You can simply copy the (proc) file to a new location to recover it.

Remember: open files keep the contents present on disk _until the controlling
process exists or closes the filehandle_.

Since you're actually accessing _the file on disk_ your issues of storage
contingency don't come into play -- it's all read back to you in proper file
order.

But yes, files (and virtual files) on Linux are pretty slick.

I also remember being really excited learning about disk image files and the
ways in which they can be manipulated. Including the options of creating
filesystems on virtual disks, partitioning them, and them mounting those
partitions, etc.

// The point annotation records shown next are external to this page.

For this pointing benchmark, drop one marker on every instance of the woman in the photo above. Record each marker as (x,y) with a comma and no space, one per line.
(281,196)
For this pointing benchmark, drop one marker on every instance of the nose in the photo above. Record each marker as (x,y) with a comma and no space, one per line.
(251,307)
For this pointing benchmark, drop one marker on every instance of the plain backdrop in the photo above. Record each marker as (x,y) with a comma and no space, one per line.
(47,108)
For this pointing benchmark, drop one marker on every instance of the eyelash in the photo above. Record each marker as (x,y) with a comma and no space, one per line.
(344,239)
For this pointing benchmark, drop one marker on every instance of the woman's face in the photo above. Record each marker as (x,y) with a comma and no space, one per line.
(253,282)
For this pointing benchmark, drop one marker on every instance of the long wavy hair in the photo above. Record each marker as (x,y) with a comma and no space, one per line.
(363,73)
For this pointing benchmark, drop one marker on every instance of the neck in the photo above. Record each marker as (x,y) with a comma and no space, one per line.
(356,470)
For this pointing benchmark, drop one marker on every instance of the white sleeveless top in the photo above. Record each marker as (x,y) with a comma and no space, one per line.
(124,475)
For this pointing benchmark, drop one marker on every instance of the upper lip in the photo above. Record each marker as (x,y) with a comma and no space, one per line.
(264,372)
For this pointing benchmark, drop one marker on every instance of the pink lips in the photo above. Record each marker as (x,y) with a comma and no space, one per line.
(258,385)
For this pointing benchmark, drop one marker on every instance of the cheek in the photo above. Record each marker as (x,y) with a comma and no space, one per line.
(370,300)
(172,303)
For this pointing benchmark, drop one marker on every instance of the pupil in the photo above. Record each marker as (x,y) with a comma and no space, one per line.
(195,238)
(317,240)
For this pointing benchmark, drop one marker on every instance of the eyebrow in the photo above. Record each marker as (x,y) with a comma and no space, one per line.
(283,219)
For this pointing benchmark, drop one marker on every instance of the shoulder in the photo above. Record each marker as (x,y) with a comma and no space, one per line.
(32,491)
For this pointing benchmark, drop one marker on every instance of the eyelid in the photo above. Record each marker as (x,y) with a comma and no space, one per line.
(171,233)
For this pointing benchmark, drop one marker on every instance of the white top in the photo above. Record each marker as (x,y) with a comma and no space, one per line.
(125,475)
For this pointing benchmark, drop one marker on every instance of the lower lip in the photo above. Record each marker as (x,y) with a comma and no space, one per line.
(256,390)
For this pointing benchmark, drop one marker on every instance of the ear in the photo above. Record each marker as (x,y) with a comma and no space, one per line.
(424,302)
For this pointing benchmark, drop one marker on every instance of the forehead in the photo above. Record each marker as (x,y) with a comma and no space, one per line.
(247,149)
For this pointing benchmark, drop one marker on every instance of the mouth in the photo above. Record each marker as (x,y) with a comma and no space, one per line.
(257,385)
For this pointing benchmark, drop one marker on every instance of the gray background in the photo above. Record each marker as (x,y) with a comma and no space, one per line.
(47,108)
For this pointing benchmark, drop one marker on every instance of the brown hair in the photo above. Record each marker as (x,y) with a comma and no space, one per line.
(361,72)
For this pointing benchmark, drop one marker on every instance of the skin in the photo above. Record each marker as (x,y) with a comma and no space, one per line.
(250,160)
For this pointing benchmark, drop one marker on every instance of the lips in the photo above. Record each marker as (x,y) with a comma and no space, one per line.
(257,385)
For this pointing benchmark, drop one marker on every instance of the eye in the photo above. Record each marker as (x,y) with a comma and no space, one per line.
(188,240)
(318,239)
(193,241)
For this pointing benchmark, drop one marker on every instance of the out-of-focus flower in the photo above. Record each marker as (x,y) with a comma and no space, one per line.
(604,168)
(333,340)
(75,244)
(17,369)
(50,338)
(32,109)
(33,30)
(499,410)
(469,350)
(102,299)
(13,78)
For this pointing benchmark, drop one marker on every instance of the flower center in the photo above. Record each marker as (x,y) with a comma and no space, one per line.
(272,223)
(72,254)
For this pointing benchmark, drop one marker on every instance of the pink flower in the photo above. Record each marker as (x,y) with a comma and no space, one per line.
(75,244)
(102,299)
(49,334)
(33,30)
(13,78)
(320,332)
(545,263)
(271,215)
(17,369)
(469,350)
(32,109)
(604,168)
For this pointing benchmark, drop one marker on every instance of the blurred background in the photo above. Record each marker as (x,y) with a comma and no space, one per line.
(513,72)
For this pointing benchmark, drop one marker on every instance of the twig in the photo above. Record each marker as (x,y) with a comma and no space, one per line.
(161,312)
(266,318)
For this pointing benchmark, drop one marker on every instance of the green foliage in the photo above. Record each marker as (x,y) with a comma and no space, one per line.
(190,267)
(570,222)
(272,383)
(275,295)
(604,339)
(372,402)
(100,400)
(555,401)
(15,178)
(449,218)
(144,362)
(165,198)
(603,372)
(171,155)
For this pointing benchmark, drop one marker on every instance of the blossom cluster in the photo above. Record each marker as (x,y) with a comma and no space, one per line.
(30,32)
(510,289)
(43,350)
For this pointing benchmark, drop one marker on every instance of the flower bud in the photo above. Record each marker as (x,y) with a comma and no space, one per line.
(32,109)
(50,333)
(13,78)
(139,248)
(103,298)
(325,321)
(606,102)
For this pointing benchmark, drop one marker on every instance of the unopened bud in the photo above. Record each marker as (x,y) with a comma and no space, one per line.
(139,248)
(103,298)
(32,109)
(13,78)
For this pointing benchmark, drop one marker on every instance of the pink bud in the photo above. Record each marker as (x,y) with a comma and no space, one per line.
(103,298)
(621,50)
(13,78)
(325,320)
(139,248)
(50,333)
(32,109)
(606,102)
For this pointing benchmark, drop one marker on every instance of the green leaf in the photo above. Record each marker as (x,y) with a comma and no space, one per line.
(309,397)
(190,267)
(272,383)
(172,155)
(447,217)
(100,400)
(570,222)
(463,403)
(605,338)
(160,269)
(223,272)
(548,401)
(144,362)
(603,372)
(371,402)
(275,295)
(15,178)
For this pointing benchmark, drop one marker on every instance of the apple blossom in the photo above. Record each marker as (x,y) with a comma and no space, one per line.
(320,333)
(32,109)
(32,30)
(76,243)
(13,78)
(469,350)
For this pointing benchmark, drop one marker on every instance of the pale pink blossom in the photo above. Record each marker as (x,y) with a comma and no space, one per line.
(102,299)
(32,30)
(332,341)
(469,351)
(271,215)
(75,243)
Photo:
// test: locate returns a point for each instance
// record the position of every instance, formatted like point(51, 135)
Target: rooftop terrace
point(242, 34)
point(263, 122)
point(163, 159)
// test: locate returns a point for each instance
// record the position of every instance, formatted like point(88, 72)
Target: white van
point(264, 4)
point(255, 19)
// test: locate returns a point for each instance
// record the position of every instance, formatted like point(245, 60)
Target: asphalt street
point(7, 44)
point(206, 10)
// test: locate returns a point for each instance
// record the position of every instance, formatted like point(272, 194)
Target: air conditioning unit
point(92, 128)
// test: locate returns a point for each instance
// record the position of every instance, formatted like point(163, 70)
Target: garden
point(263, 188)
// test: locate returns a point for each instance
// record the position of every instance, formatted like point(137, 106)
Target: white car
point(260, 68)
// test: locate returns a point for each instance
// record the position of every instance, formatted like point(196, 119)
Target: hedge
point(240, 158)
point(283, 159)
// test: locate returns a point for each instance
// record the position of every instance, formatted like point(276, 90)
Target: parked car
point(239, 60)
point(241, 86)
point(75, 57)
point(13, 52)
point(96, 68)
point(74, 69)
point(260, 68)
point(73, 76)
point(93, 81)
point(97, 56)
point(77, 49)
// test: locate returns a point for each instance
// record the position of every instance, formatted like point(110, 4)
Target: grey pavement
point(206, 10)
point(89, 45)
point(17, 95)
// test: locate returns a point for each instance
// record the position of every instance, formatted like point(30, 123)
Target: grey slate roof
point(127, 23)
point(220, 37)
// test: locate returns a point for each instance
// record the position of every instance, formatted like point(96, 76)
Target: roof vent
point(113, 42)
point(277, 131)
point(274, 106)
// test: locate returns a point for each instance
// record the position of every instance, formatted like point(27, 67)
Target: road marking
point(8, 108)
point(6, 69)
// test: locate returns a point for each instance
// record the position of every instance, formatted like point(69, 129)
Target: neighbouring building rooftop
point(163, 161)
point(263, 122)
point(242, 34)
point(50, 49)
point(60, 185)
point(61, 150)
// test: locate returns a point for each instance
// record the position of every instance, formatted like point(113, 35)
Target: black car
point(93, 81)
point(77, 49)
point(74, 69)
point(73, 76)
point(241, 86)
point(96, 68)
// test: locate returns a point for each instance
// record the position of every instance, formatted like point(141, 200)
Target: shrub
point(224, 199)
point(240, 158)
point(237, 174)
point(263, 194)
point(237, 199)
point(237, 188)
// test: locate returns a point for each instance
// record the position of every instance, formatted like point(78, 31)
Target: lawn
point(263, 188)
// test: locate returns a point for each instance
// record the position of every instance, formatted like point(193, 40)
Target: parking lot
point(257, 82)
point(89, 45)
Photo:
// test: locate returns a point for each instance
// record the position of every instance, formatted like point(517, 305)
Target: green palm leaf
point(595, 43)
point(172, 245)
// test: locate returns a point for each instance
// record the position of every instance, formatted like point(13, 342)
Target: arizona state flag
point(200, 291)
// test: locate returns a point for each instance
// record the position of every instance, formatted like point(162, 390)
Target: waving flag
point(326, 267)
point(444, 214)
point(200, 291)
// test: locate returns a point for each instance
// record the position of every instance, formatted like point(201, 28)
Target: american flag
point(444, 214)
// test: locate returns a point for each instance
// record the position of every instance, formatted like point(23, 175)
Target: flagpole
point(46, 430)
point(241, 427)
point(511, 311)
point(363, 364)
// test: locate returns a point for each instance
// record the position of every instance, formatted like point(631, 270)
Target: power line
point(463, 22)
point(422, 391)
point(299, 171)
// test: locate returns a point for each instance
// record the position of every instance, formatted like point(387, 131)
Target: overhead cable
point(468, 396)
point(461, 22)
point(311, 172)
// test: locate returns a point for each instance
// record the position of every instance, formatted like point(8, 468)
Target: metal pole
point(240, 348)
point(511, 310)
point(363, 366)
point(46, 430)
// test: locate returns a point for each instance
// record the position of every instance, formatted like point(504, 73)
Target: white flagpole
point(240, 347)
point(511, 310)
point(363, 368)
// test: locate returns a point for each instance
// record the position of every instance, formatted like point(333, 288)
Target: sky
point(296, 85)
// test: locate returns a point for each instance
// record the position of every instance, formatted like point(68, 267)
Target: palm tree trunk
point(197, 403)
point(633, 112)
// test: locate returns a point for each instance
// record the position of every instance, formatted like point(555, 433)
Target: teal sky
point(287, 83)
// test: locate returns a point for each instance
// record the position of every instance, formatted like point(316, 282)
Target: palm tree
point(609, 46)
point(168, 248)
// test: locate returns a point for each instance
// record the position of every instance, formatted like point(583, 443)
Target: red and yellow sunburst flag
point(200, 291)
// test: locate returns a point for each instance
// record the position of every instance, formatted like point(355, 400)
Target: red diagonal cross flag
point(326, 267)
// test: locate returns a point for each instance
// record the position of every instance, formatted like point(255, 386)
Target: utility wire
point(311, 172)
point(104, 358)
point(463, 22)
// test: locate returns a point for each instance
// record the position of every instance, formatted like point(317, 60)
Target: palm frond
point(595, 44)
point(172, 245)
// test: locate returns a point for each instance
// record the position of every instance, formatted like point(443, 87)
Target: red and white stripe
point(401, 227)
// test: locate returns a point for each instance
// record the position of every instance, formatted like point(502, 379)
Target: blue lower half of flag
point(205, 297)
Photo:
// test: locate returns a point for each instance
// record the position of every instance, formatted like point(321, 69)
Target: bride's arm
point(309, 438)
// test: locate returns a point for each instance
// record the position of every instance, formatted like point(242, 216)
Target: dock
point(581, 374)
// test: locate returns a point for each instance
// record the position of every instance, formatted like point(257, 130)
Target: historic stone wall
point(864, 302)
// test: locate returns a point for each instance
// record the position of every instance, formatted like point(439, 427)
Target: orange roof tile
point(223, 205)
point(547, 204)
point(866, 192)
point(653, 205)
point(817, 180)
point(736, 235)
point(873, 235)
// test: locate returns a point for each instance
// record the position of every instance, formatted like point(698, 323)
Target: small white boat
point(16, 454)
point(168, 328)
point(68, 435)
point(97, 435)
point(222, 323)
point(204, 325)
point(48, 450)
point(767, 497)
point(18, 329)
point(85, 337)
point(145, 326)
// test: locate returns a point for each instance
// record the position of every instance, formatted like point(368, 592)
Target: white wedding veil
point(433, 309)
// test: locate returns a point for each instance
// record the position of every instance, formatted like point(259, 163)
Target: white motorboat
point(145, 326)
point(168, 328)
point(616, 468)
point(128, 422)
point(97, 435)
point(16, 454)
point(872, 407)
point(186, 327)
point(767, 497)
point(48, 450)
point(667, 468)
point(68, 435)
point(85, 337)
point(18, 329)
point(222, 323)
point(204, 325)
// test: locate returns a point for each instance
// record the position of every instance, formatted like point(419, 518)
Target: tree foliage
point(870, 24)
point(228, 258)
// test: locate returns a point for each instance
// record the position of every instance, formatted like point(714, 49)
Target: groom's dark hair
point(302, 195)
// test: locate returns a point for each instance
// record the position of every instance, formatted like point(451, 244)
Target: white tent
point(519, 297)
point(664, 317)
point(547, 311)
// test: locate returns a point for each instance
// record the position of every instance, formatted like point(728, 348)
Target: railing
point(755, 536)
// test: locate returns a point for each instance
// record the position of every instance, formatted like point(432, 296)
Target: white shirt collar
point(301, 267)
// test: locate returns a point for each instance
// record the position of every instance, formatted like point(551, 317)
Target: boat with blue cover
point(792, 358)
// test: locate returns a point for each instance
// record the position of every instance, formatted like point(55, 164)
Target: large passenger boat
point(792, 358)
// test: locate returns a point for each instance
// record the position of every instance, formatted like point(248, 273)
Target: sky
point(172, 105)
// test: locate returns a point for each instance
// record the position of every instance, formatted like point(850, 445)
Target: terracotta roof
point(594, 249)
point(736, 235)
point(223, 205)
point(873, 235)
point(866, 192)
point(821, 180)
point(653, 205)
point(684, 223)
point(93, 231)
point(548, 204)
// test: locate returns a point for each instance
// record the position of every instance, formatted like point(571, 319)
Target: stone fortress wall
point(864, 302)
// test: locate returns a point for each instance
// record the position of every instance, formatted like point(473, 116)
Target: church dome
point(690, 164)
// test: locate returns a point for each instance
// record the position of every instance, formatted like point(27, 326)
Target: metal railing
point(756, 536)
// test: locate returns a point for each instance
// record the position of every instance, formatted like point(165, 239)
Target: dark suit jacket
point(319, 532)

First tried with bootable floppy distros, but I've played
around with them in a bunch of contexts since.

------
dredmorbius
Back in the days when Netscape Navigator was the browser of choice on Linux, I
found more than once I could recover the contents of a half-composed post to a
web log by searching through /proc/kcore (or its precursor -- I think that's
changed), and looking for string fragments from the file.

My success rate in recovery was markedly better than Navigator's capability in
running without crapping out.

The most painful story I've hear was of a BSD admin who had to recover gzipped
financial audit files from a corrupted disk, requiring both recovery from
media _and_ reconstructed files from fragments of the compressed files.
Apparently somewhat painful, but not entirely without success.

------
ScottBurson
I once used dd and grep to recover files from a badly corrupted ZFS pool. It
was painful. (The cause was a slowly failing PSU -- the +12v line was not
holding up under load. So some writes would successfully make it onto the
disks and some wouldn't. I don't blame ZFS for failing under such
circumstances; but I still wished it had some kind of salvager.)